Die Kommission erachtet es als wichtig, dass in den Einrichtungen der nachobligatorischen Bildung bestimmte Aktivitäten (z. B. Laboraktivitäten im Rahmen der Lehre oder des Hochschulstudiums) wiederaufgenommen werden können, da sonst die Gefahr besteht, dass ganze Semesterpläne durcheinandergeraten. Sie ersucht den Bundesrat deshalb, die Covid-19-Verordnung 2 so anzupassen, dass alle Veranstaltungen erlaubt sind, an denen höchstens fünf Personen teilnehmen und die Hygiene- und Abstandsempfehlungen des BAG eingehalten werden.

Wirtschaftliche Auswirkungen der Corona-Krise

Mit 8 zu 0 Stimmen bei 4 Enthaltungen bittet die Kommission den Bundesrat, im Rahmen des vom Bundesrat angekündigten Erklärungsentwurfs der Räte anlässlich der ausserordentlichen Session im Mai, das Parlament in geeigneter Form und auf Basis der dann vorliegenden Daten über die wirtschaftlichen Auswirkungen der Corona-Krise zu informieren. Dabei sollen die Fragen, welche wirtschaftlichen Auswirkungen die angeordneten Massnahmen hatten und voraussichtlich haben werden und wie der Bundesrat bei diesen Massnahmen die Abwägung zwischen gesundheitspolitischem Nutzen und wirtschaftlichem Schaden vorgenommen hat beziehungsweise nimmt behandelt werden. Schliesslich soll der Bundesrat das Parlament auch über geplante Massnahmen oder Änderungen von Massnahmen orientieren.

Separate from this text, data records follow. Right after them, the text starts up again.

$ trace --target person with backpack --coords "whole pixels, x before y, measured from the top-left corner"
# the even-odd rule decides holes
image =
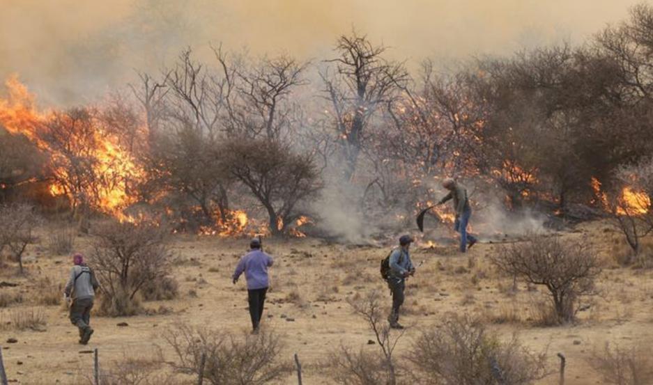
[[[456,211],[454,230],[460,233],[460,251],[461,253],[465,253],[477,241],[476,237],[467,233],[467,225],[472,216],[472,207],[467,196],[467,189],[450,178],[443,180],[442,187],[449,190],[449,194],[440,199],[438,205],[442,205],[450,199],[453,200],[454,210]]]
[[[240,274],[245,273],[247,281],[247,302],[249,304],[252,333],[259,332],[266,302],[266,293],[270,284],[268,267],[273,263],[272,258],[263,253],[261,239],[254,238],[249,242],[249,252],[240,258],[232,276],[233,284],[236,285]]]
[[[387,317],[392,329],[404,329],[399,324],[399,309],[404,304],[404,291],[406,278],[415,274],[415,267],[410,260],[409,250],[414,239],[410,235],[399,237],[399,247],[381,262],[381,275],[387,281],[387,286],[392,293],[392,311]],[[385,268],[384,265],[387,265]],[[385,272],[384,272],[385,270]]]
[[[84,256],[75,254],[72,262],[74,266],[63,293],[66,302],[70,304],[70,322],[79,329],[79,343],[86,345],[93,332],[91,309],[100,285],[93,270],[84,262]]]

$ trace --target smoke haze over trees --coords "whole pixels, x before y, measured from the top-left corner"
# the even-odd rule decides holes
[[[579,203],[608,210],[610,194],[638,192],[616,173],[653,151],[649,6],[582,44],[532,45],[443,71],[434,61],[397,58],[405,47],[351,28],[316,58],[248,53],[208,42],[208,15],[153,4],[131,4],[138,12],[125,10],[127,19],[102,30],[124,42],[107,43],[100,58],[111,66],[109,56],[127,60],[121,54],[138,47],[152,62],[128,61],[130,74],[118,75],[120,86],[107,91],[85,82],[90,74],[73,74],[81,82],[74,86],[93,88],[89,97],[102,93],[102,100],[32,122],[26,135],[51,171],[38,175],[24,159],[0,153],[0,164],[19,170],[2,171],[2,196],[29,175],[56,184],[82,216],[145,204],[167,207],[183,227],[243,228],[239,210],[256,210],[272,233],[309,216],[332,222],[338,235],[359,226],[363,236],[361,223],[408,224],[449,175],[474,194],[499,191],[510,210],[568,216]],[[164,44],[163,25],[179,40]],[[174,56],[148,50],[176,43],[188,46]],[[105,81],[103,74],[121,72],[112,70],[98,63],[91,77]],[[12,116],[0,113],[0,124],[25,134]],[[650,200],[640,201],[638,210],[650,212]],[[346,217],[354,219],[340,220]]]

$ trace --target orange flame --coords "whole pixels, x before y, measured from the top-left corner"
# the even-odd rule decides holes
[[[621,193],[621,207],[617,213],[621,215],[641,215],[651,209],[651,198],[643,191],[636,191],[629,187],[624,187]]]
[[[45,125],[54,116],[54,111],[39,112],[36,107],[34,96],[15,76],[8,79],[5,85],[8,96],[0,98],[0,124],[11,134],[24,135],[49,156],[55,180],[49,187],[50,194],[52,196],[66,194],[71,201],[75,201],[72,191],[67,188],[67,184],[70,185],[67,182],[71,182],[72,176],[63,165],[68,162],[66,157],[60,150],[49,146],[43,137]],[[77,141],[76,145],[92,146],[84,150],[94,161],[92,179],[97,181],[92,186],[82,187],[83,191],[78,192],[83,192],[89,197],[88,203],[92,208],[112,214],[121,220],[127,220],[122,210],[135,201],[127,193],[127,181],[141,178],[144,173],[131,155],[121,148],[115,138],[99,127],[93,128],[91,139],[86,140],[90,143],[83,143],[80,138],[73,136],[72,139],[73,142]],[[56,164],[59,166],[54,166]]]

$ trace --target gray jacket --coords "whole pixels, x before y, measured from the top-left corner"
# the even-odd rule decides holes
[[[95,290],[98,288],[98,281],[91,268],[86,265],[75,265],[70,270],[70,278],[66,284],[63,292],[72,299],[84,299],[95,296]]]
[[[454,189],[440,199],[438,203],[444,203],[450,199],[454,200],[454,210],[456,210],[456,214],[458,216],[461,216],[466,211],[471,210],[469,205],[469,198],[467,196],[467,189],[460,183],[456,182]]]
[[[397,247],[392,251],[388,265],[390,267],[390,276],[394,278],[404,279],[406,272],[413,269],[410,255],[402,247]]]

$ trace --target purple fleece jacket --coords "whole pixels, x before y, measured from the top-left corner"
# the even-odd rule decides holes
[[[233,272],[233,279],[238,279],[243,272],[247,280],[247,289],[263,289],[269,285],[268,267],[274,263],[272,258],[258,249],[252,250],[240,258]]]

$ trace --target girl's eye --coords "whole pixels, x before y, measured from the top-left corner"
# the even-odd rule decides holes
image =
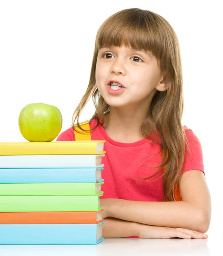
[[[111,53],[108,53],[107,52],[105,52],[105,53],[104,53],[102,55],[102,57],[103,58],[104,58],[104,56],[106,56],[107,55],[108,55],[108,56],[109,56],[109,58],[110,58],[110,56],[114,56]],[[141,58],[140,58],[139,57],[137,57],[137,56],[133,56],[131,58],[132,59],[132,58],[136,58],[135,60],[136,60],[136,62],[141,62],[142,61],[143,61],[142,60]],[[141,60],[141,61],[140,61],[139,60]]]
[[[141,59],[139,57],[137,57],[137,56],[133,56],[131,58],[135,58],[136,59],[136,60],[141,60],[142,61],[142,59]],[[136,60],[136,62],[141,62],[141,61],[138,61]]]
[[[104,53],[103,55],[102,55],[102,57],[104,57],[104,56],[106,56],[106,55],[109,55],[110,56],[113,56],[113,55],[112,55],[112,54],[111,54],[110,53],[108,53],[107,52],[105,52],[105,53]],[[108,58],[111,58],[110,57]]]

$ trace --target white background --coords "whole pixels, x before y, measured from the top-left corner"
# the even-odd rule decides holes
[[[61,111],[61,131],[88,84],[95,39],[101,24],[123,9],[162,16],[181,47],[185,110],[183,125],[203,147],[212,202],[207,233],[221,233],[222,24],[221,1],[0,0],[0,142],[24,141],[18,125],[26,105],[44,102]],[[90,100],[80,121],[94,112]]]

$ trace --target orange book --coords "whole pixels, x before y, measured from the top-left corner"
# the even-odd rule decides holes
[[[98,212],[0,212],[0,224],[90,224],[104,221]]]

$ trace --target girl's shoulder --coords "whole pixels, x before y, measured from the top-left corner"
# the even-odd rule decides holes
[[[73,128],[71,127],[63,131],[59,134],[56,140],[57,141],[75,140]]]
[[[81,126],[81,125],[84,125],[83,128],[84,128],[84,124],[86,123],[89,123],[90,127],[91,129],[94,127],[97,124],[97,119],[92,119],[90,122],[88,120],[86,120],[84,122],[80,122]],[[87,128],[87,127],[85,127]],[[75,140],[75,135],[74,133],[74,128],[72,126],[71,126],[68,129],[65,130],[63,131],[57,137],[56,140],[57,141],[66,141],[68,140]]]
[[[191,129],[188,128],[186,125],[184,125],[183,128],[185,131],[185,136],[188,141],[200,143],[198,138]]]

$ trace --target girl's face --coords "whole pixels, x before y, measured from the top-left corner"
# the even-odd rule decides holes
[[[113,107],[142,104],[149,107],[157,90],[167,89],[162,81],[157,59],[148,52],[125,47],[108,46],[99,49],[96,78],[100,93]],[[107,84],[110,80],[123,85],[125,88],[122,93],[109,92],[110,87]]]

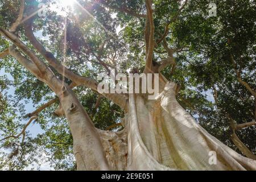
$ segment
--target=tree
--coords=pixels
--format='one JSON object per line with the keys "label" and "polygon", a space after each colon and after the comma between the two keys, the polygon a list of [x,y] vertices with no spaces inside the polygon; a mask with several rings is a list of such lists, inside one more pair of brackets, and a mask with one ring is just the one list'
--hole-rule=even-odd
{"label": "tree", "polygon": [[[254,3],[217,2],[220,18],[209,18],[208,1],[74,1],[76,11],[63,9],[64,17],[51,9],[40,16],[38,3],[0,3],[1,68],[14,79],[1,77],[1,89],[13,85],[18,96],[0,95],[1,142],[11,149],[0,166],[27,167],[36,160],[35,151],[46,146],[53,154],[49,161],[62,160],[56,169],[71,167],[72,156],[67,159],[73,150],[79,170],[256,169],[255,49],[250,47]],[[245,30],[246,35],[236,34]],[[38,32],[48,39],[36,38]],[[112,69],[158,73],[159,94],[151,100],[148,93],[100,93],[97,75],[112,76]],[[214,101],[201,93],[209,89]],[[18,105],[24,98],[34,104],[48,101],[22,125],[16,118],[24,115]],[[198,115],[199,123],[188,111]],[[26,129],[35,119],[46,133],[33,138]],[[199,123],[222,142],[232,132],[234,145],[249,158]],[[238,134],[254,138],[246,146],[236,130],[251,126]],[[209,162],[213,152],[216,164]]]}

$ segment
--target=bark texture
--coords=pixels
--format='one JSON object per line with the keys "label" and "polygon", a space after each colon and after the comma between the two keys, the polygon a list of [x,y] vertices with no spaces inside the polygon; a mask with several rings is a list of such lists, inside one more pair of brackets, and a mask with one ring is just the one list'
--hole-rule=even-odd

Die Kommission möchte vom Bundesrat zu einem späteren Zeitpunkt eine vertiefte Analyse unter anderem zu diesen Punkten in Form eines Berichts erhalten und hat zu diesem Zweck ebenfalls ein entsprechendes Kommissionspostulat (20.3132 s Po. WAK-SR. «Wirtschaftlichen Folgen der Corona-Krise») beschlossen.

Mitbericht an die Finanzkommission

Die Kommission hat schliesslich auch die Kredite, die der Bundesrat dem Parlament zur Bewältigung der Auswirkungen der COVID-19-Pandemie beantragt, im Rahmen ihres Mitberichts zum Nachtrag I zum Voranschlag 2020 (20.007 ns) zuhanden der Finanzkommission des Ständerates diskutiert. Sie hat sich ohne Gegenstimme für die Genehmigung der in ihren Sachbereich fallenden Kredite ausgesprochen.

Die Kommission ersucht den Bundesrat, ihre Empfehlungen zu prüfen, und behält es sich vor, an ihrer Sitzung vom 28. April 2020 parlamentarische Vorstösse einzureichen, sollten ihre Anliegen nicht ausreichend berücksichtigt werden.

 

Die Kommission hat am 20. April 2020 unter dem Vorsitz von Ständerat Levrat Christian (SP/FR) und teilweise in Anwesenheit von den Bundesräten Ueli Maurer und Guy Parmelin in Bern getagt.